As a professional financial planner, networking has been an essential part of growing my business. But, after reading Derek Coburn’s new book, Networking is Not Working: Stop Collecting Business Cards and Start Making Connections, I look back and wonder how much more I could have grown over the years if I had the benefit of Derek’s lessons along the way. In short, his book points out all too clearly that when it comes to networking, most of us waste our time looking in all the wrong places.

First off, a disclosure: Derek is also in the financial planning business. He’s a direct competitor. But about a year ago, I joined his “un-networking” group in Washington, D.C., called cadre, which he started with his wife, Melanie. It’s a testament to Derek’s novel approach to solving the most common issues we all run into when it comes to networking that I might actually refer potential clients to him! How’s that for an endorsement?

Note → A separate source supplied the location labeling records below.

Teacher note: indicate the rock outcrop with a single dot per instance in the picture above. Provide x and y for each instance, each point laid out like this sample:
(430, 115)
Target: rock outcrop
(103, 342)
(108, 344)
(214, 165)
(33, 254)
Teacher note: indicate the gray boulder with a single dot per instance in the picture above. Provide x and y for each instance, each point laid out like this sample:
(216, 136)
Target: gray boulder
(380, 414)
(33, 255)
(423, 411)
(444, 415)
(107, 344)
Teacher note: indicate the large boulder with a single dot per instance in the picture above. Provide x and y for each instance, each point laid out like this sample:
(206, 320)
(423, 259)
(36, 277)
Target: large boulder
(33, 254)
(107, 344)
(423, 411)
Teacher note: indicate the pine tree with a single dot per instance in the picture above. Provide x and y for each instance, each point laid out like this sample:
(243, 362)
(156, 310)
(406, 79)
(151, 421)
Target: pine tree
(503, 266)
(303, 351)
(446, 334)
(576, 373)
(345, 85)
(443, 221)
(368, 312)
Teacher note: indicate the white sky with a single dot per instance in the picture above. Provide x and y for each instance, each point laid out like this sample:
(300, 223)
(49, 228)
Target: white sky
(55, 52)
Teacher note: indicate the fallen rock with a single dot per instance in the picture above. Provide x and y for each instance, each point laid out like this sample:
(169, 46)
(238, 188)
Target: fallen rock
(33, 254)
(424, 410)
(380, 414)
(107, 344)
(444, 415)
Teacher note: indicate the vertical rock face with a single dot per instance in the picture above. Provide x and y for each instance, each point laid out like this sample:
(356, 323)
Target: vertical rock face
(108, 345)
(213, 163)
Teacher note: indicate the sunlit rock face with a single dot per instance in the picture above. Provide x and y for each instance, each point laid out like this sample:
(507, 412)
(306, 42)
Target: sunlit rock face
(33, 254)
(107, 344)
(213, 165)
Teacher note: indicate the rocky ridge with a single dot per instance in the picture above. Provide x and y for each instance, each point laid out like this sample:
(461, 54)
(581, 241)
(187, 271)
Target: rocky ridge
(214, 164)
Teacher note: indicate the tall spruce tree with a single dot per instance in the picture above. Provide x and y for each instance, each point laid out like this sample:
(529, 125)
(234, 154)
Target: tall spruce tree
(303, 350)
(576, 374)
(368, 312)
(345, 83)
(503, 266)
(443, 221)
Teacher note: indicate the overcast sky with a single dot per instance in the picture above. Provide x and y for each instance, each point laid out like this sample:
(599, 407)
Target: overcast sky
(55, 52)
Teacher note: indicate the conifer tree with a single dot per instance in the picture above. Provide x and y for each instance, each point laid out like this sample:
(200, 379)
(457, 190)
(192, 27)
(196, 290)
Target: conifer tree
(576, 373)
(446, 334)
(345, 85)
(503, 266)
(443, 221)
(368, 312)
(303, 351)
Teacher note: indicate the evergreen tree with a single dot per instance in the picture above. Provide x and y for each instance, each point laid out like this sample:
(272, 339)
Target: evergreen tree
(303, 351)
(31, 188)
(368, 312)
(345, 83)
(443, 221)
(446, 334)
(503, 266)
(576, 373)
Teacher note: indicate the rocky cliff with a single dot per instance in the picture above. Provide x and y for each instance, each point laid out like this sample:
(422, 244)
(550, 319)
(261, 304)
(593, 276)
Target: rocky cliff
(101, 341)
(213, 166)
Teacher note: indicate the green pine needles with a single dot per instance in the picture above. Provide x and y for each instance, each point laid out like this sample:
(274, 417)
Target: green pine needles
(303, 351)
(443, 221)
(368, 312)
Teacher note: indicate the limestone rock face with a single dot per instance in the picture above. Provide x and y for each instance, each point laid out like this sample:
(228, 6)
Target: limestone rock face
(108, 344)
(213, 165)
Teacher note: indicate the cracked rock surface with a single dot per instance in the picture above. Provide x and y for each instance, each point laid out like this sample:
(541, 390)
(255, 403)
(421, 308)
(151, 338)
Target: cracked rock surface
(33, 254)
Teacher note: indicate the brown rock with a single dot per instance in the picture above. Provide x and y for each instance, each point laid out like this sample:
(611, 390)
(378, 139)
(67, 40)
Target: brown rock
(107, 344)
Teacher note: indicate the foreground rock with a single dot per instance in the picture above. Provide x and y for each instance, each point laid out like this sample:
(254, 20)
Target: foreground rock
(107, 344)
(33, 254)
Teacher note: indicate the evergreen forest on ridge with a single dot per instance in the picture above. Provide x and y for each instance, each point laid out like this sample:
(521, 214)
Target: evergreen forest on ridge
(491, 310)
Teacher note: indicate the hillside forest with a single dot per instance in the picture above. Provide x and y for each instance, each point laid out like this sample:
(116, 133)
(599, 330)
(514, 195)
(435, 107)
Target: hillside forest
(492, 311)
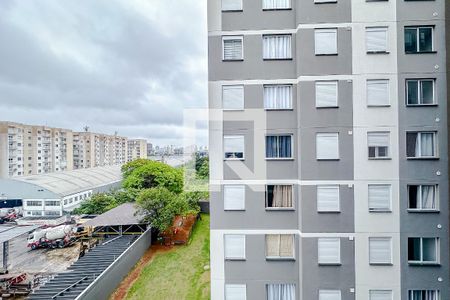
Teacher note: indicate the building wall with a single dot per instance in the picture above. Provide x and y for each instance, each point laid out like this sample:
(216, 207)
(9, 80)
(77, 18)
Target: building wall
(353, 172)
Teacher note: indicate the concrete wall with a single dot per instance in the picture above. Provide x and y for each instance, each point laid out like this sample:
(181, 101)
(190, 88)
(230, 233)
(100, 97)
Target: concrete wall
(108, 281)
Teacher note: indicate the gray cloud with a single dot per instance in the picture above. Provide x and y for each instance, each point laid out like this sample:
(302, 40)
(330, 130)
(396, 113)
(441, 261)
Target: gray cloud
(130, 66)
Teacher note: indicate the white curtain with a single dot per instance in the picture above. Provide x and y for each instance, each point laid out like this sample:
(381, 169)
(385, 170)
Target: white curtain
(380, 250)
(277, 46)
(427, 195)
(425, 145)
(278, 97)
(329, 251)
(282, 196)
(379, 197)
(281, 291)
(327, 146)
(234, 197)
(377, 92)
(233, 96)
(376, 39)
(326, 41)
(276, 4)
(328, 198)
(326, 94)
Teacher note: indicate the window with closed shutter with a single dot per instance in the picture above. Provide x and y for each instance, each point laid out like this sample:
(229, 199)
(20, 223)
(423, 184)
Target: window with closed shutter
(326, 94)
(234, 197)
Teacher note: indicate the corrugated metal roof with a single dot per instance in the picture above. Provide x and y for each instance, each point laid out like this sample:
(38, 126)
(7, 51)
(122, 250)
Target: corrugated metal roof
(10, 232)
(71, 182)
(121, 215)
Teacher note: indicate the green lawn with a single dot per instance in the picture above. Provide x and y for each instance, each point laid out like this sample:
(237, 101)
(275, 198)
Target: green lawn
(178, 274)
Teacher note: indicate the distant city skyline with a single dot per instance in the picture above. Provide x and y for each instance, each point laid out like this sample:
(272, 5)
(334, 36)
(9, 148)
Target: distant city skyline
(61, 69)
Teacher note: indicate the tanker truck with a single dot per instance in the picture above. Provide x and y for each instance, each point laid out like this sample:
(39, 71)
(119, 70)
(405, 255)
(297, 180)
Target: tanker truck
(52, 237)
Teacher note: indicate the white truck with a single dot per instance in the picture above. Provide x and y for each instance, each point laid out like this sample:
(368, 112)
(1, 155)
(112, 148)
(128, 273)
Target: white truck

As Derek describes in his book, he had a revelation one day when he realized that regardless of how much he read about great networking tips, he felt like he was spending far too much effort attending events and making cold calls without getting many tangible results in return. Derek realized that the answer to making more connections was literally right in front of him: his existing clients. What if, rather than spending all his time trying to attract strangers, he spent most of his time focused on finding ways to help his clients grow their businesses – a favor they would return?

As Derek writes:

So why was I networking? It started with the desire to build my client base and generate more business. Then it graduated to wanting to replicate the mutually rewarding relationships I had developed naturally. When I began using my connections to benefit my clients, with the intention of becoming more of a resource than a vendor or service provider, I discovered I could accomplish all of those things in a more meaningful and lasting way. I would now network in order to provide solutions and add more value for my existing clients.

That’s the foundation for Derek’s “un-networking” system he calls CONECTOR, which is short for: Clients, Open doors, Nucleate, Events, Community, and Trigger ongoing reciprocity.

The idea, as Derek describes, is to make yourself the “Ultimate Connector” by bringing together a group of 20 to 30 people who include your clients, their key relationships and other remarkable professionals with whom you want to collaborate.

Then by actively keeping in touch through events, dinners, and emails, members of your networking group can be looking to connect each other with the kinds of experts they need. Whether it might be someone who is looking to acquire a company, develop a better website, or find a great local sushi joint, the point is to put your relationships to work helping each other build your businesses together.

But for your “un-networking” group to be successful, you need to work hard to identify people who want the same things you do. As Derek writes, you need people, “who will keep you in the loop and help you be a better resource, while also giving you the opportunity to help them. With the right people in your group, you can open more doors for everyone–including yourself.”

Not only does Derek provide concise step-by-step directions on how to create an “un-networking” group of your own, he also peppers his book with great tips for nurturing your group and for making the most of your connections.

For example, he suggests that if you send out newsletters to your connections, stick to providing information that is relevant and interesting and not overly self-promotional. Otherwise, clogging up people’s inboxes will do more harm than good.

Another innovative idea he calls the “3 for 1”. Derek posits that the next time you have a few extra tickets to an event like a ballgame, invite a client, but also give them the leeway to invite several of their friends – people who might become connections for you as well. Similarly, you could employ the “Double Date” approach where you invite out a client to an event, then invite someone else from your network who you think your client should meet while also asking them bring someone they think you should meet.

One caveat, though: don’t ever follow up with a client’s guest unless you’re invited to.

When you add it all up, Networking is Not Working: Stop Collecting Business Cards and Start Making Connections, is the kind of book that once you read it, you’ll be jumping out of your chair to get started on building your own “un-networking” group. And maybe, like me, you’ll only wish you had known to get started sooner.